Er war schon oft im Hinterzimmer des Ladens gewesen, also konnte ihn hier nichts überraschen. Es war ein kleiner Raum, der in zwei Bereiche aufgeteilt war. Im vorderen Bereich standen ein Drucker und alles, was man zur Bearbeitung von Fotos brauchte. Der hintere Bereich diente als Fotostudio, wo man sich vor unterschiedlichen Hintergrundbildern fotografieren lassen konnte.
Diesmal war das Studio eingerichtet wie ein Salon aus dem vorigen Jahrhundert, in dem die Leute früher steif für Fotos posiert hatten, entweder stehend oder sitzend. Es gab eine Chaiselongue, zwei Säulen, auf denen jeweils ein Topf mit einem künstlichen Farn stand, mehrere Sessel, schwere Samtvorhänge, die von dicken Seilen mit Troddeln zurückgehalten wurden, und eine Kulisse, die die Szenerie so wirken ließ, als hätte jemand oben auf einer Klippe, vor einem tiefblauen Himmel voller weißer Kumuluswolken, Möbel arrangiert.

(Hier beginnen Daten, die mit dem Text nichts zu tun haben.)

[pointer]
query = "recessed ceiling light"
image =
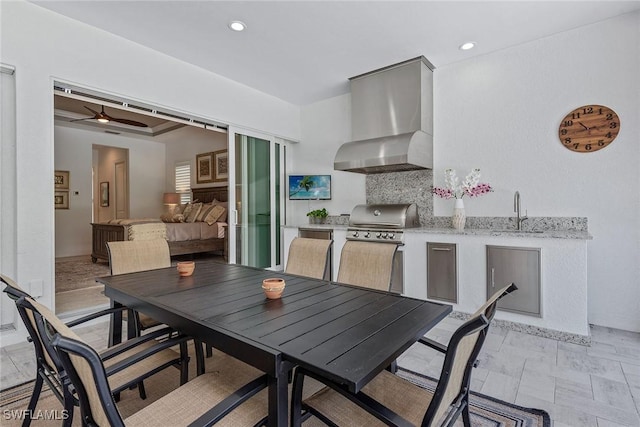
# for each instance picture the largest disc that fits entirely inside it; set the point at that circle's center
(237, 26)
(467, 46)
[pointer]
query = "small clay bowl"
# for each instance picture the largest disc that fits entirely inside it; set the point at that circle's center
(185, 268)
(273, 288)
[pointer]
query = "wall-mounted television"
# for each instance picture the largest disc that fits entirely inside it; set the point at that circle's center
(309, 187)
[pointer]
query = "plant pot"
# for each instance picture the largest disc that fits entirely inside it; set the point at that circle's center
(273, 288)
(185, 268)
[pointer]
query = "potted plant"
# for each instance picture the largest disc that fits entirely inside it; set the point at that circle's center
(317, 216)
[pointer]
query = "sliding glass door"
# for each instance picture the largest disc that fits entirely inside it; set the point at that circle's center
(255, 201)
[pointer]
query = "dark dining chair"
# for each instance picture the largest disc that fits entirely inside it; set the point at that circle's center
(390, 400)
(128, 363)
(203, 401)
(308, 257)
(367, 264)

Tim hatte inzwischen kapiert, dass diese Kulisse etwas mit Kontrast zu tun hatte. Und Kontrast, das hatte er auch gelernt, bestand darin, dass zwei Dinge in einer Art Widerspruch zueinander standen. Als Toy4You ihm das bei seinem ersten Besuch erklärt hatte, musste er sofort an den Kontrast zwischen dem denken, was er einmal für sein Leben gehalten hatte – eine Mutter, ein Vater, eine Schwester, ein Haus in Grange-over-Sands –, und das, was aus seinem Leben geworden war, nämlich nichts. Als er jetzt hier stand, dachte er an den Kontrast zwischen dem Leben, das Kaveh Mehran mit seinem Vater geführt hatte, und dem scheinheiligen Leben, das Kaveh in Zukunft führen würde. Dann riss er sich von dem Gedanken los und konzentrierte sich stattdessen auf den wirklichen Kontrast, der vor ihm lag, zwischen dieser unschuldigen Kulisse und dem Inhalt der Fotos, die hier entstehen würden.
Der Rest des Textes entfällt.